Friday, April 06, 2018
#lilac18 a framework for research as praxis
Kyle Feenstra from University of Manitoba in Canada led a discussion based session. He is a liaison librarian who works with the faculty of education. The discussion stemmed from interest in critical literacy, and the role of the librarian as an educator in the knowledge creation process of the student. Kyle draws on the ideas of Patti Lather who wrote about “research as praxis”. And the writings of Paolo Freire, Joe Kincheloe and Nick Couldry. Pedagogy is about making space for learning, which is conceived as a critical, interpretive, dialogic response to the world. Freire said that what makes us human is our ability to reflect and act upon the world in order to transform it. Dialogue is what makes learning authentic, and literacy is reading both the world and the word, because how we understand what we read is dependent on how we understand the world around us. Kyle then moved on to discuss constructivism as an educational theory. Joe Kincheloe writes about constructivism, who sees the role of the teacher to introduce students to a world, and help them build their epistemological infrastructure to understand that world. Reciprocity in information literacy teaching would involve not positioning the teacher as expert, but instead seeing the learning as a mutual exploration, where students are invited to critique the teacher’s worldview.
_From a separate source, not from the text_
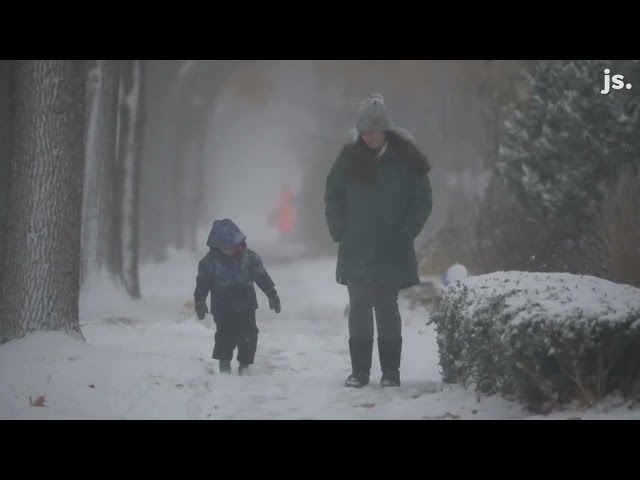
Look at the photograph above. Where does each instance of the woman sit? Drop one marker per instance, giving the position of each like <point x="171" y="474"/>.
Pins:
<point x="377" y="200"/>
Kyle asked the question “how can the library make space for the voice of the learner, ensuring g that it is visible and validated as a meaningful expression alongside the privileged voices of academics and dominant university discourses?” We had an interesting discussion about how to empower students to take greater ownership of their own learning, when the dominant educational experience is teacher centred, positivist and transmissive.